Working with Swiss, Japanese and German technology providers, the mill will follow Industry 4.0 specifications, which means machinery will be linked through cloud-based computing and software and it will include a high degree of automation. This will enable workers to be trained in more highly skilled roles, says Mr Javed, taking the pressure off manual jobs, such as lifting of heavy bags of yarn. It also means the machinery can be operated and monitored remotely; something the pandemic has increased the need for, as more people began working from home. “I could be sitting outside the country and control the technology; everything is based on smart phones and tablets,” he explains. “You can get the complete rundown of your production, so it becomes a more transparent system where we can monitor everything that’s coming into the mill without physically being present.”

Yarn strength

The past few years have seen a growing demand for recycled content in denim, as well as for new blends or for fibres such as hemp. There is currently a maximum amount of recycled content that can be added before the yarns become weakened, as the shorter fibres are more likely to create imperfections in the fabrics and quality issues in the process. AGI has worked closely with machinery companies to design equipment that is better able to cope, which should increase the percentage of recycled material that can be added without reducing quality.

“Sustainability starts from the fabric R&D stage and from the fibre and yarn,” explains mr Javed. “We spent a lot of time customising our machines for running these short fibres, and we want to close the loop ourselves and have a circular approach.” The circular approach will be enabled in the first half of the year by a new system for converting post-industrial waste, as well as a new jeans shredding facility, which will be operational in the second half.

The expansion plans also include a LeeD-certified denim mill which will be built later in the year and a new effluent treatment plant that will enable 85% of the water to be recycled. Phase two will begin in 2022 or 2023 and will double the spinning capacity by 2023. By 2025, the aim is to be “fresh water neutral”.

Technology-driven

Such investment and expansion would appear to go against the grain of companies that are reining in spending while they assess the pandemic’s fallout on consumer spending. While Mr Javed admits the plans were made pre-covid, he believes companies that have invested in technology have tended to show the most resilience.

“We put everything on hold for about for three months, but we’re fortunate in that the denim industry – while it did have a severe impact – was also one of the faster ones to recover. The world has to bounce back and, with the vaccines, there’s a lot of optimistic news.”

He also points to a shift in sourcing, where some countries might be losing market share, and suggests Pakistan’s long-term investment strategies are making it increasingly attractive.
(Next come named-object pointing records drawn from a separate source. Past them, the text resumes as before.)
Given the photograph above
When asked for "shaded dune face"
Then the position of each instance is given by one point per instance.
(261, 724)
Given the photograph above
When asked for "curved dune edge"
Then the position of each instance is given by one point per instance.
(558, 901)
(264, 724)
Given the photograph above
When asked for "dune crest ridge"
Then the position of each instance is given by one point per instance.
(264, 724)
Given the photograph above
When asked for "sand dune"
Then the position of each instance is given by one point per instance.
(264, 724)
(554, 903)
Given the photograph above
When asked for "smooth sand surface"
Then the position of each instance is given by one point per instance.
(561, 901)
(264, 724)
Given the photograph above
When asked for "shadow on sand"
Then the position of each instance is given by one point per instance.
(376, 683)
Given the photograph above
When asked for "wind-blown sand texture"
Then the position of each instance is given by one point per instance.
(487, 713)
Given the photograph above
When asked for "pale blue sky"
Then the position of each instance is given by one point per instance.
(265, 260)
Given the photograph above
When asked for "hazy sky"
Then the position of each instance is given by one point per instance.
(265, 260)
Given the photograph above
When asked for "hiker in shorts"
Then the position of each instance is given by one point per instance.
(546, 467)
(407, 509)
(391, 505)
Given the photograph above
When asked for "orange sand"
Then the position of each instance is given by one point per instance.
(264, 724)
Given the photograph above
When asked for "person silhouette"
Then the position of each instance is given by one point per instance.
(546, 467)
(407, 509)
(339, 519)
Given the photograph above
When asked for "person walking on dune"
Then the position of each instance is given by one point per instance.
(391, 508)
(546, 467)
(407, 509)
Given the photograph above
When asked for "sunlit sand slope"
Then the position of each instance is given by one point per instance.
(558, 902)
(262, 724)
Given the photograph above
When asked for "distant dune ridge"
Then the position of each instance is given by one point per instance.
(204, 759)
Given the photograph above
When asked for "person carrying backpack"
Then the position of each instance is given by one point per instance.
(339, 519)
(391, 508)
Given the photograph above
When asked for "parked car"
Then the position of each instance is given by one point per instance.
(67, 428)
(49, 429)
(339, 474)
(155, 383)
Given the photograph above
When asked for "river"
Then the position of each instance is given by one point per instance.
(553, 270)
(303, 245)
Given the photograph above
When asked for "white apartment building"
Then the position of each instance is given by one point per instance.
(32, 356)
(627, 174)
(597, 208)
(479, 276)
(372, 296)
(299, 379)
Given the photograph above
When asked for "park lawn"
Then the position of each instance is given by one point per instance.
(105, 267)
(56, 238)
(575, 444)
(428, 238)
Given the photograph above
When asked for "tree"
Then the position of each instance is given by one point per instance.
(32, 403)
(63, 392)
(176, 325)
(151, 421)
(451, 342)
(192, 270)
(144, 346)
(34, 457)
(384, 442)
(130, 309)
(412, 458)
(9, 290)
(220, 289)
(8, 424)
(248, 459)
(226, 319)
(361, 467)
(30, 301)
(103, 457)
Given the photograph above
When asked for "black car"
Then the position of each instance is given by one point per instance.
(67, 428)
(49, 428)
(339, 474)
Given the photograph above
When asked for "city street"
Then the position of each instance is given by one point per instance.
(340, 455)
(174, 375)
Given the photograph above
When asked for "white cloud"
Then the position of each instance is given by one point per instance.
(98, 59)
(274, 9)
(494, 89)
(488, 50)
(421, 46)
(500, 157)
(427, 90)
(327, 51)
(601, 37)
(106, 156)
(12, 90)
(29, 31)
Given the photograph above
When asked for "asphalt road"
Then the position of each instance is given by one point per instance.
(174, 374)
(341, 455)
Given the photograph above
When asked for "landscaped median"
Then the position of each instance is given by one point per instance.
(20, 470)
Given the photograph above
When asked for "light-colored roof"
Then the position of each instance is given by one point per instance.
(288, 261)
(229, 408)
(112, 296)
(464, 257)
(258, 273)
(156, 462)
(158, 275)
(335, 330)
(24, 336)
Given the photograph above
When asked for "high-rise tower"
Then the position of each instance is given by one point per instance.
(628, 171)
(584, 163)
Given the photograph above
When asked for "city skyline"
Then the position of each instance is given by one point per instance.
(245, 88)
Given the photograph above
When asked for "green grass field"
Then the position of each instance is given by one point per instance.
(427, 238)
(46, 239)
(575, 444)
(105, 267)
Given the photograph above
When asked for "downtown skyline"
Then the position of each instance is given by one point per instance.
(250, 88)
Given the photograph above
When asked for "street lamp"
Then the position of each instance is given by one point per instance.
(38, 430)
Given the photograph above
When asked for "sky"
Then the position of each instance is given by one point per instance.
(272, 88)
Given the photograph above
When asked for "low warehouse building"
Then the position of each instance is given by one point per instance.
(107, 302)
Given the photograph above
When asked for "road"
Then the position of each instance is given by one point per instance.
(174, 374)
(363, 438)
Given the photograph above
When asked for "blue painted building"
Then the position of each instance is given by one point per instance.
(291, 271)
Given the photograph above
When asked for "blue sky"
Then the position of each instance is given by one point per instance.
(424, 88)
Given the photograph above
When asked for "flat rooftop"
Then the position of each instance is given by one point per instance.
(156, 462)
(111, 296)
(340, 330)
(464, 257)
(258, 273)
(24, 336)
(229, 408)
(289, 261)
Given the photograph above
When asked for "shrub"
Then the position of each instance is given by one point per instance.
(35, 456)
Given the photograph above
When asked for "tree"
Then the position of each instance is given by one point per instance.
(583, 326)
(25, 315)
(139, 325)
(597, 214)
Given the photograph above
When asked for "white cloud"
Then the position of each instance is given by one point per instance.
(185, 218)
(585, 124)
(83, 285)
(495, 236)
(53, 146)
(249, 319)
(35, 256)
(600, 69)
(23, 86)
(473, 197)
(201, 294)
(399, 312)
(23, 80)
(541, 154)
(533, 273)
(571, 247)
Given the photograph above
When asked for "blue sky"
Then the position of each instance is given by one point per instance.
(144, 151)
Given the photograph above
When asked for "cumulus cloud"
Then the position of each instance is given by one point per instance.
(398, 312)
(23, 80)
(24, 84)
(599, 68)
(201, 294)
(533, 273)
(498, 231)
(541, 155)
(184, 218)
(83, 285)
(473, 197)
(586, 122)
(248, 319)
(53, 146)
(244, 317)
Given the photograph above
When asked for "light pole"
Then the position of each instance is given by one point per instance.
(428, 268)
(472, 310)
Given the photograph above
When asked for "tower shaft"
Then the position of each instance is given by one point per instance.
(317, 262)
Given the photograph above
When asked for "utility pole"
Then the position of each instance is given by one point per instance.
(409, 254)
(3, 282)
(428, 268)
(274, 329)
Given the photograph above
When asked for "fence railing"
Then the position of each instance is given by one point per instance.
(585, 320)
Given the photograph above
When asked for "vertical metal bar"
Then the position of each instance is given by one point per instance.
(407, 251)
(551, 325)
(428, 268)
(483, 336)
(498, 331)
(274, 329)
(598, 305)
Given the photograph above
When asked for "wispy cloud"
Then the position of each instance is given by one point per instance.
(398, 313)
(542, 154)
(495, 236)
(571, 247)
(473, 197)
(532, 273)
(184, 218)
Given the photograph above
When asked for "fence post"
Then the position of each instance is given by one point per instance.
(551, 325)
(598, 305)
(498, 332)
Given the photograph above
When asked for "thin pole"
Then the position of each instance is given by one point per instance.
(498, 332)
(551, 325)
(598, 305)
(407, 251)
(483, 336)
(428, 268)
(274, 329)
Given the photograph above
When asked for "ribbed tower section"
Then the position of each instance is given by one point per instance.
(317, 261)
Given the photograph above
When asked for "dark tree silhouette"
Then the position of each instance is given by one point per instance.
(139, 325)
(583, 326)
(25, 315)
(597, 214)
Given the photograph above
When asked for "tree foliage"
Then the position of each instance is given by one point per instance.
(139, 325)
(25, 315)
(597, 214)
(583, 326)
An improvement in the political and law-and-order backdrop is also helping. “When I joined the company in 2010, people seemed reluctant to visit but now we often host US and European companies and they are pleasantly surprised with what they find on the ground. For a long time, we weren’t able to grow the business as a country,” he concludes. “But this is Pakistan’s time, we feel, to grow, and in order to grow you need to differentiate yourselves. And you can differentiate yourself by going green and investing in your company’s core values.”


A rendering shows AGI’s new facility. It will be on stream this year.